Maafkan aku jika aku jadi jarang mengirim puisi untukmu, jarang menulis tulisan “tribute” untukmu, jarang memberikan catatan manis untukmu. Tak seperti dulu, saat aku seperti kumbang yang sebentar-sebentar menghampirimu. Dalam lubuk hatiku, aku malu jika ingin berkata bahwa aku terlalu sibuk yang kadang aku tak tahu untuk apa semua itu. Jangan katakan, “Ah, kalau lagi pacaran memang begitu…”. Aku tersenyum sendu mendengar semua itu…
Isteriku, aku sayang padamu, just the way you are…
Cinta pada ibu jadi abadi
Cinta pada anak tak mau berbagi
Cinta kepadamu, mengapa menyergap berkali-kali…
*****
Photo credited to http://www.free-slideshow.com/stock-photos/flowers_plants/flower-tulip-water-drop2.jpg




*gubraaaks*
so sweet, vavai…
jadi inget sama suami nih…
perempuan itu, biar kesel atau capek, kalo udah dikasih kata2 manis, aduuuuuh…langsung klepek2.
gapapa, abis ngepel rumah, terus masak rendang dan harus nyuci setumpuk pakaian kotor. kalo dikasih ucapan manis….hmmmmm hilang capeknya.
Hihihi…
Ini kepikiran karena semalam saya keburu tidur saat isteri saya minta dipijit, hihihi..
Mudah-mudahan beneran klepek-klepek, karena saya hendak ke Yogya sore ini dan butuh support, hahahaha…
iya deh…selamat jalan ke jogja. Perempuan, tetap perempuan semandiri apapun dia. Sangat suka disanjung dan diperhatikan.
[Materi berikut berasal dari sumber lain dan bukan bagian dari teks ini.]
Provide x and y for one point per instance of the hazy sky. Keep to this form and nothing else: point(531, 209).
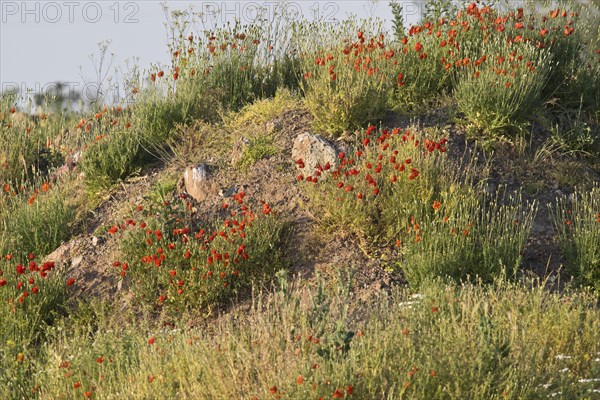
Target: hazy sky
point(46, 41)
Jeleknya, kaum play boy tahu hal ini….jadilah “rayuan” mereka manfaatkan untuk menggaet perempuan…hihihihi
Akhirnya ada juga yang bisa aku komentarin di blog nya mas vavai, secara aku adalah pecinta sejati dan pecinta sajak-sajak tentang cinta, yang mas vavai lakukan adalah the best mas,, aku suka banget
yang jelas cinta kepada istri harus lebih besar, karena Istri yang SHolehah juga bisa membantu kita memasuki Surga..
Semoga dapet momongan lagi mas, *adeknya zeze* hwehehehehe…
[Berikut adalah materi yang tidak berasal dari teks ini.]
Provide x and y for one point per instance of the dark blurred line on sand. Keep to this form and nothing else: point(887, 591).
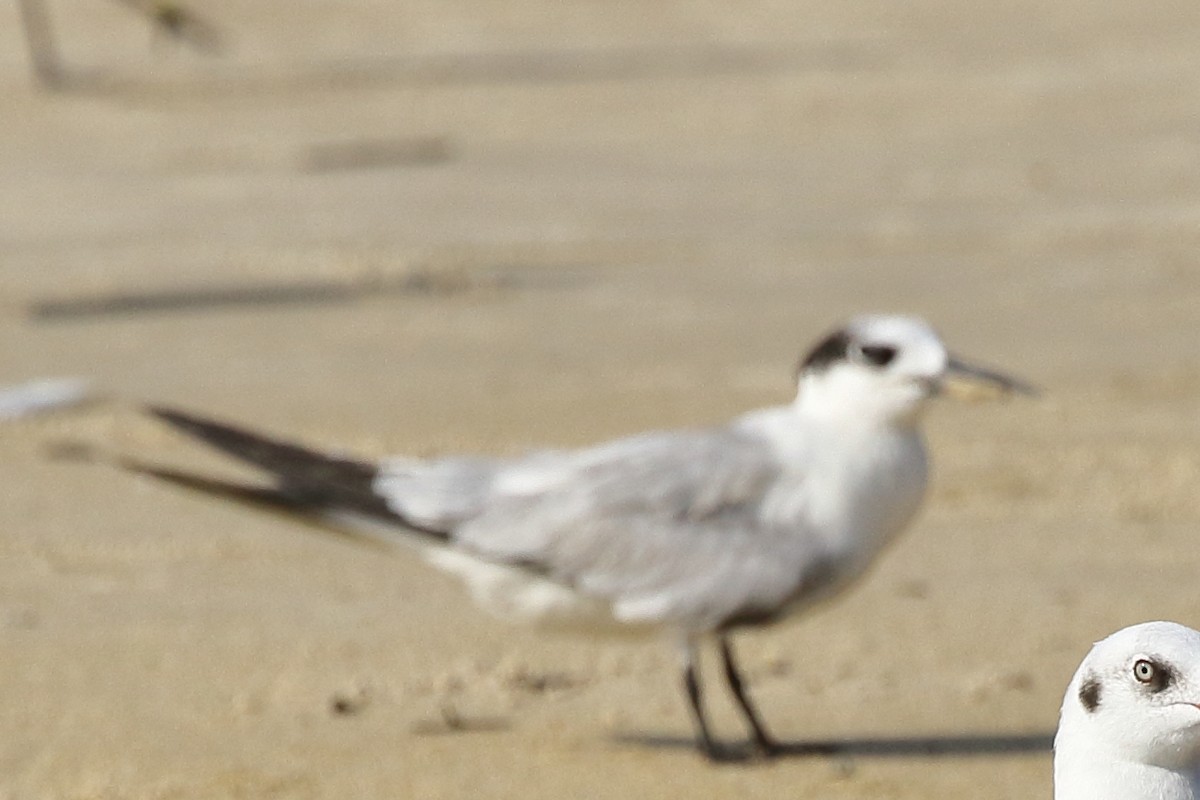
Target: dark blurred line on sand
point(299, 293)
point(641, 62)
wahh kl istrinya bos vavai mbaca ini ..yakin deh.. ntar malem di ’servis’ plus hehehhehehhe
#Ghan,
Wah, terima kasih banyak Ghan. Saya mesti belajar banyak sama kamu dalam hal merayu, hehehe…
#Miftah,
Jadi curiga jangan-2 mamanya Alessa bakal dapat puisi juga malam ini
sekali-kali…boleh lah nyonya dikirim kado macam begini…
http://mamalehe.blogspot.com/2007/01/intimate-after-make-love-cake.html
ternyata… oh … ternyata …
romantis juga dikau bro
Cieeeeh… Vavai… hehehe… Thanks for sharing Vai. Jadi bahan pembelajaran nih
Argh…
Kalau saya cewek, saya pasti naksir sama mas vavai nih… Yuuuuu…!%#@%!$
Vavai.., sepertinya perayu ulung. Buktinya, baru segitu aja puisinya dah banyak yang jatuh miskin, eh, jatuh simpati,hehehe.
Wadoh, baca postingan vavai kali ini membuatkuh pengen pulang ke Medan (istri dan anak di sana karena baru melahirkan). Arggh… Vavai, kamu harus tanggung jawab.
*dial nomer fanny*
..love is in the air! prikitiw woot-woot.
hello…
wonderful…
kapan yah suami saya bikin blog seperti ini? hehehe
waduh mesranya…..bapak ini….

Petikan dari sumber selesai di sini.